Si l’on a déjà acté que Miura produisait des personnages parmi les plus savoureux, il se démarque aussi par l’organicité de leurs relations. Par exemple, au contact de Puck (le sidekick Disney-ish que Miura a ajouté pour alléger le récit), Guts est un type moribond, irritable, taciturne et violent.
Au contraire, il est pour Isidro un grand frère protecteur. Quant à Farnese, elle voit en Guts un leader charismatique, une force de la nature qui l’a amené à remettre en question ses croyances, là où Serpico considère le spadassin comme une menace, dont il est dangereux de suivre les pas.
Miura pense ses personnages comme des pièces disposées sur un échiquier. Chacune entretient un point de vue par rapport aux autres, comme nous. Chaque regard est précieux, et les dynamiques entre les personnages participent à les construire. Ils s’éloignent ainsi de l’idée de « personnages fonction », omniprésente dans certains récits de fantasy.

MOT DE LA FIN
Au terme de son interview auprès du Figaro en 2019, Miura se voyait questionné sur le fait d’amener Berserk à sa conclusion. On s’approchait selon ses mots d’une ultime confrontation entre Guts et Griffith, et le quinquagénaire était même interrogé sur l’après-Berserk.
S’il avait cessé d’enchaîner les nuits blanches, il ne prenait désormais plus de vacances, congés ou repos. Ses seules distances avec la parution tenaient dans les déjeuners avec son équipe ou les visites de ses amis. L’interview se conclut d’ailleurs par une citation d’une effrayante prescience :
« Quand j’aurai fini [Berserk, ndlr], je m’occuperai de reprendre des forces. Une fois que je serai en forme, et si je sens que je peux continuer, alors je le ferai. Après tout, c’est la destinée des mangakas de l’Ère Shōwa que de mourir à leur table à dessin ».

Aujourd’hui, Berserk est supposé continuer sa parution (le tome 42 pointe le bout de son nez chez Glénat !), avec aux commandes Kouji Mori, l’ami sans doute le plus précieux et intime de Kentaro Miura, épaulé d’un noyau de fidèles du studio Gaga. Les réseaux sociaux parlent sans cesse de Berserk, de cette œuvre viscérale, dont tout le monde est dithyrambique. Kentaro Miura, lui, n’est plus là, et sa présence a été absorbé par le chef d’œuvre dont il a enfanté.

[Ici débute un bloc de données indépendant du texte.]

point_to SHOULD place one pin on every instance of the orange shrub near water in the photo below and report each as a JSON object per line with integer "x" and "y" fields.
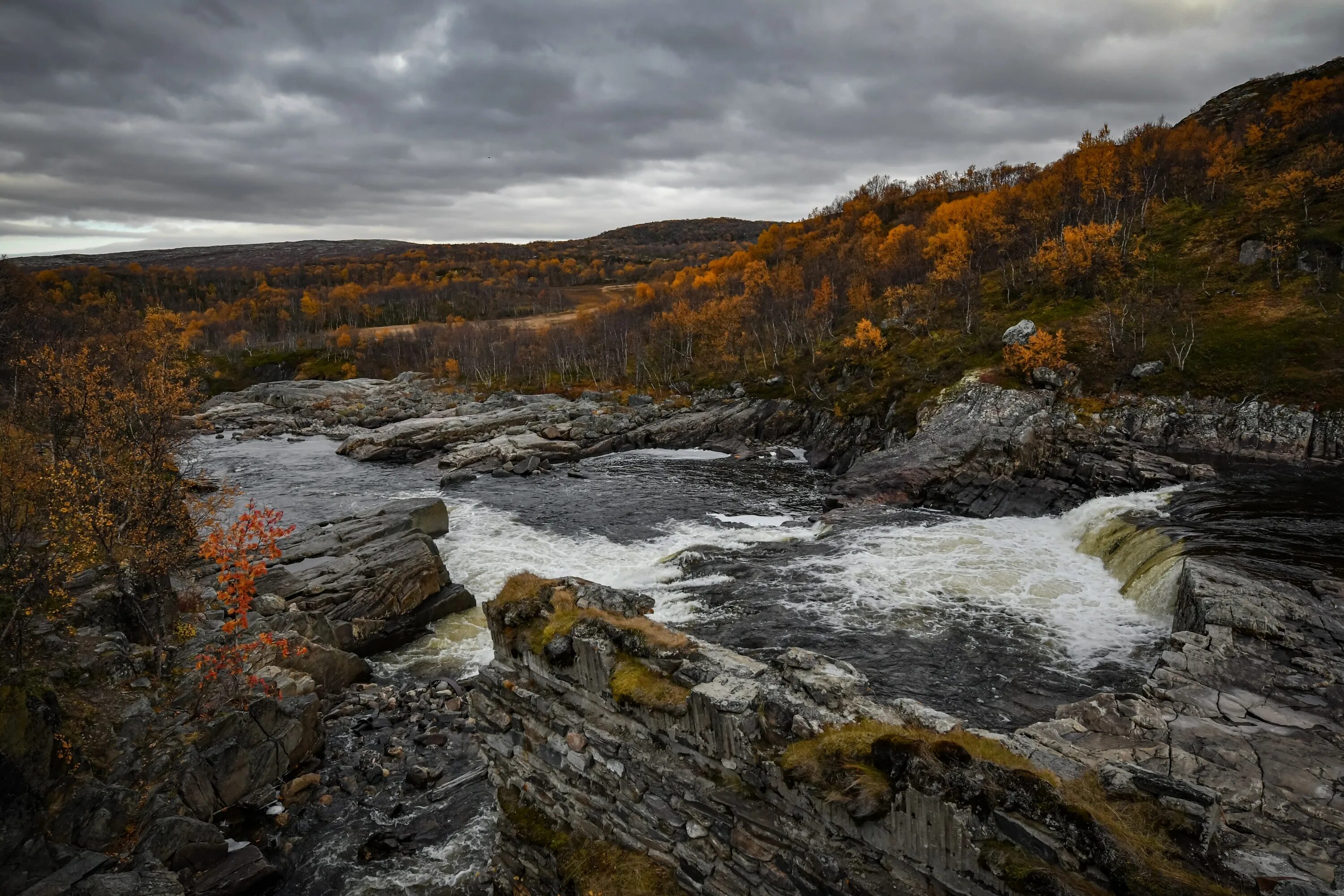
{"x": 241, "y": 550}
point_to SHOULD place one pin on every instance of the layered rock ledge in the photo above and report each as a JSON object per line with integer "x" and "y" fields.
{"x": 682, "y": 753}
{"x": 252, "y": 800}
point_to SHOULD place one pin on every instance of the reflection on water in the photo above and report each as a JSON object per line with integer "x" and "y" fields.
{"x": 995, "y": 620}
{"x": 998, "y": 621}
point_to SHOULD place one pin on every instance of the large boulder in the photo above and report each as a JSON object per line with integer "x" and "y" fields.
{"x": 182, "y": 841}
{"x": 974, "y": 426}
{"x": 248, "y": 750}
{"x": 361, "y": 583}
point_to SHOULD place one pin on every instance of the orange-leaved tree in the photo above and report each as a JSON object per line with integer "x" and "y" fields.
{"x": 241, "y": 550}
{"x": 866, "y": 338}
{"x": 1042, "y": 350}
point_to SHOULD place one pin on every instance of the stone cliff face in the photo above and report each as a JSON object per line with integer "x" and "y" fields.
{"x": 151, "y": 820}
{"x": 983, "y": 450}
{"x": 1246, "y": 429}
{"x": 1237, "y": 732}
{"x": 416, "y": 418}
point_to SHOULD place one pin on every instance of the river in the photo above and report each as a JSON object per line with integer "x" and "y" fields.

Au début des années 2000, il donna une interview à Yukari Fujimoto (professeure de fac spécialisée dans les questions du genre, mais aussi critique de manga, et chercheuse), dans laquelle il expliqua la richesse de son imaginaire d’une façon bien funeste :
« La vérité, c’est que je suis assis derrière mon bureau de dessin en permanence, et que j’ai sérieusement manqué d’expérience personnelle, ce qui a provoqué de l’insécurité chez moi. C’est pour cela que j’ai commencé à penser qu’il fallait au moins que j’absorbe le plus possible de choses que les gens recommandent ».
Miura-sensei, vous souhaitiez laisser une marque de votre existence, et vous l’avez fait. Par votre sincérité, votre humilité, votre optimisme, mais surtout votre abnégation. Nous vous en sommes reconnaissants, mais votre sacrifice nous oblige aussi à questionner le fonctionnement de cette industrie, et de nos habitudes. Profitez maintenant, une fois n’est pas coutume, de votre repos.